Session Reliability, Frozen Screens and The Hourglass of Death

Introduction

I’ll start by saying I should have probably published this article a long time ago. But I didn’t because I usually only get this question about twice a year…and it was easy enough to dig up the last email from my archives and send it to the person who was asking about Session Reliability this time. But then just this past week, I got asked about it twice. And that’s when I take my response “public” and write an article about it. So here it is…the intent of this article is to talk about the Common Gateway Protocol (CGP aka Session Reliability), when it should be enabled, when it should be disabled and why you probably hate staring at hourglasses and frozen screens.

The History of CGP

I always like to understand the history of things in order to understand them better, so I thought a brief trip down memory lane was in order before we dive into CGP. As Jeff Muir describes in his “Two Port ICA” article, we developed CGP over a decade ago when Citrix was originally looking at extending the ICA protocol. Specifically, we needed a way to wrap ICA traffic and maintain the session if a network link fails. As it turns out, network speeds and connections were pretty crappy over 10 years ago and our customers were tired of constantly being disconnected from their session and having to reconnect whenever there was any type of network blip.
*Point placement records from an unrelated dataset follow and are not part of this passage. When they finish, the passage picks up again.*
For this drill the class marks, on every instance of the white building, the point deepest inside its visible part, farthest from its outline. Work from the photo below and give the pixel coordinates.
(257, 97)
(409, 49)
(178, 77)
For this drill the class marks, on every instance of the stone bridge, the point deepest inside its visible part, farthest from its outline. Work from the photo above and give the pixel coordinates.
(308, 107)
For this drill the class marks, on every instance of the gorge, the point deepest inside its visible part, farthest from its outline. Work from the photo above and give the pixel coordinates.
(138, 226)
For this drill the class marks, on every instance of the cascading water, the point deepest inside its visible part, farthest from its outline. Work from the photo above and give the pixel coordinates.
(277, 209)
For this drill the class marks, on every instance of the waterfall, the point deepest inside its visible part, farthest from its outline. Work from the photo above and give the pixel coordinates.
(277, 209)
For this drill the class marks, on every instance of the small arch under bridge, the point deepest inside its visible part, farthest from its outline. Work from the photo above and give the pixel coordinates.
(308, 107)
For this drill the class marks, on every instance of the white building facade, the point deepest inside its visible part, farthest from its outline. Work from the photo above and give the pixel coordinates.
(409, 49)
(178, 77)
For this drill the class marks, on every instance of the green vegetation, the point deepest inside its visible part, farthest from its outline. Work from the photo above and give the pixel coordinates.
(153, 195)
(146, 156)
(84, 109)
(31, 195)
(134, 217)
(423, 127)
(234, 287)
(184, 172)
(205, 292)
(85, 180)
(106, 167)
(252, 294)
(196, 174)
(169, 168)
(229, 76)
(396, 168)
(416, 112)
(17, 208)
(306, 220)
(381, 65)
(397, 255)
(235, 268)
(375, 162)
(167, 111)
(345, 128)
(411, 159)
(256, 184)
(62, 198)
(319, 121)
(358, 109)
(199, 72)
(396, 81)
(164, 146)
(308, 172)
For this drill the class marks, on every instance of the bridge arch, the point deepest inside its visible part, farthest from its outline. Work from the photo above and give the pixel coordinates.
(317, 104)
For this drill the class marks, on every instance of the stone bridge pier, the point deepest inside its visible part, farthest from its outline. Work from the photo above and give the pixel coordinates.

So we requested a port from IANA, they assigned us 2598, we wrote CGP (and Secure Gateway) and the rest is history.

How CGP Works

The intent of this article is not to explain how CGP or Session Reliability works – we do a pretty good job of explaining how it works in this technote that’s been around for 9 years. So I’d review that article but I’ll also give you the quick version. When the SR feature is enabled, the ICA Client or Receiver tunnels ICA traffic inside CGP via TCP 2598. The infamous “Citrix XTE Service” is the server-side piece of code that acts as the relay, stripping away the CGP layer and then forwarding the ICA traffic to the ICA listener on 1494. The XTE Service is responsible for “buffering” traffic if the network link between the client and XA or XD server is broken or momentarily interrupted. And when the network link is down and we’re buffering traffic, we indicate this to the end-user by showing a SPINNING HOURGLASS or FROZEN SCREEN. (That was probably a mistake on our part but we’re starting to change that now with the latest releases of Receiver by using informative pop-up messages or tooltips – more on that later.) Finally, once the network connection is restored, we stop showing that wonderful “hourglass of death” (as I’ve lovingly called it for years), we flush the buffer and the end user can continue working as normal. So we solve the problem of dropped sessions and having to constantly reconnect if there’s a network blip, but what did we do in the process by enabling CGP? Should you always enable CGP since it’s a DEFAULT setting? Or should it only be used sparingly when it makes sense? What are those scenarios where it makes sense to enable? These are the questions I get most often and what I really want to talk about in this article.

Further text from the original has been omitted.